Me agarró de la cintura y me arrastró hasta la mesa de su despacho complaciéndome con sus mejores besos. Con total decisión bordeó con los dedos mi camisa y tocó la piel de mi cintura subiendo por el interior de la prenda hasta alcanzar mis pechos que masajeó y retorció hasta provocarme un pequeño grito ahogado. Fue brusco de improvisto pellizcó con dureza uno de mis pezones y su boca entonces abandonaron mis labios para aliviar el dolor que acababa de proporcionarme, succionando y chupando mis pezones de una manera deliciosa.

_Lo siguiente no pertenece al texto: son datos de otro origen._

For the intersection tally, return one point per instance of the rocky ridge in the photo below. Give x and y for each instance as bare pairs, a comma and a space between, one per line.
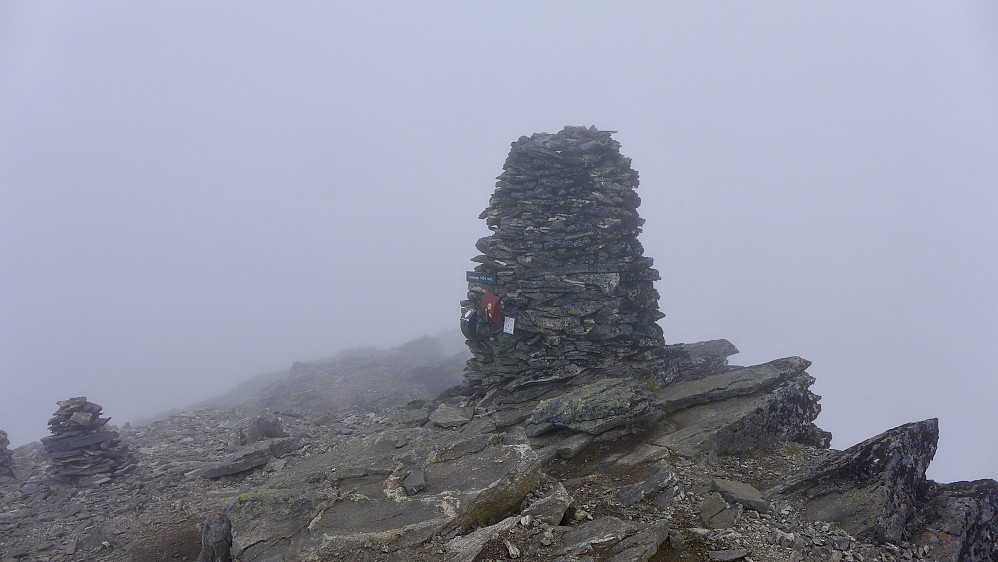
577, 434
678, 483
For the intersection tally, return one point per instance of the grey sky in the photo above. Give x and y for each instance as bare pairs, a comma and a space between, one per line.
193, 193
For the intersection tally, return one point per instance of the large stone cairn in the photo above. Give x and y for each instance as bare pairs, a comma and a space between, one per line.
81, 449
569, 268
6, 457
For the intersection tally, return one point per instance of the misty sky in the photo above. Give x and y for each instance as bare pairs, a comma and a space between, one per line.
192, 193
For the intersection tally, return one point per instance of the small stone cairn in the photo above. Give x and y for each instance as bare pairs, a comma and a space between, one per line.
567, 265
6, 457
81, 450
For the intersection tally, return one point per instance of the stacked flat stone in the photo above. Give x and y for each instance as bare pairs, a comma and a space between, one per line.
6, 457
564, 249
81, 449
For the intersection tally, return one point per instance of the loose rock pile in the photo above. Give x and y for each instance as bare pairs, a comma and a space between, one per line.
568, 267
6, 457
81, 450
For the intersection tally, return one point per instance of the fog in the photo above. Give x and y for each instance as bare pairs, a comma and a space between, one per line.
193, 193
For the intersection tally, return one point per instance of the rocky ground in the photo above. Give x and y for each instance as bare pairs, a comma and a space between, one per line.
449, 480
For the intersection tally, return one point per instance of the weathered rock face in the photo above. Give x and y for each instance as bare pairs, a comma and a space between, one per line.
567, 266
365, 491
741, 409
6, 457
81, 450
871, 489
594, 408
959, 522
355, 380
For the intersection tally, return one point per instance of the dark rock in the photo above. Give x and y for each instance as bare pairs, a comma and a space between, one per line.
550, 507
216, 540
6, 457
595, 408
871, 489
739, 492
448, 416
245, 459
604, 531
410, 417
959, 521
741, 409
691, 361
727, 555
661, 480
468, 547
415, 482
641, 546
267, 426
332, 504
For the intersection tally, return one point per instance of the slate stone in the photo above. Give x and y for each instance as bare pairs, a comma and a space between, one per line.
415, 482
81, 450
467, 548
334, 503
594, 409
216, 540
727, 555
642, 545
606, 530
661, 480
739, 492
245, 459
267, 426
741, 409
448, 416
568, 265
871, 489
6, 457
551, 507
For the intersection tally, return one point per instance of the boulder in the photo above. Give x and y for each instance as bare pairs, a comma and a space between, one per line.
716, 513
605, 531
267, 426
691, 361
959, 521
447, 416
594, 408
740, 492
81, 450
642, 545
871, 489
216, 540
332, 504
246, 458
741, 409
661, 480
467, 547
550, 507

Me subió entonces encima de su escritorio tirando todo lo que había allí, por un momento me dio por pensar en la mujer de la limpieza pobrecilla todo el trabajo que tendría aquí. Sus manos levantaron mi camisa dejando mis pechos al descubierto, sus ojos brillaban con ardor y sus manos recorrieron con el dedo índice y corazón la línea de mis caderas ese roce provocó una oleada inmensa de calor en mi interior que rápidamente se centró en mi vagina. No había ansiedad en sus caricias, no era como las veces anteriores esta vez era diferente, no era rudo sino amable, como si me quisiera de verdad y con esto pretendiera demostrármelo. Me levantó y me puso a horcajadas sobre él, me besó en los labios con una pasión increíble devorándome con su lengua y succionándome, termina de quitarle el resto de la camisa con desesperación y de repente me coge por las caderas colocándome sobre su tremenda erección pero antes de penetrarme por completo me mira unos instantes fijamente a los ojos, y lo que vi era puro amor. Me di cuenta que no dejaba de mirarme mientras entraba y salía de mi interior con cada dura embestida que se hacía cada vez más fuerte, y se estaba conteniendo demasiado por que estaba empezando a sudar.

El tic tac del reloj de la oficina y nuestras respiraciones entrecortadas saturaban mis oídos haciendo que alcanzase el orgasmo inmediatamente.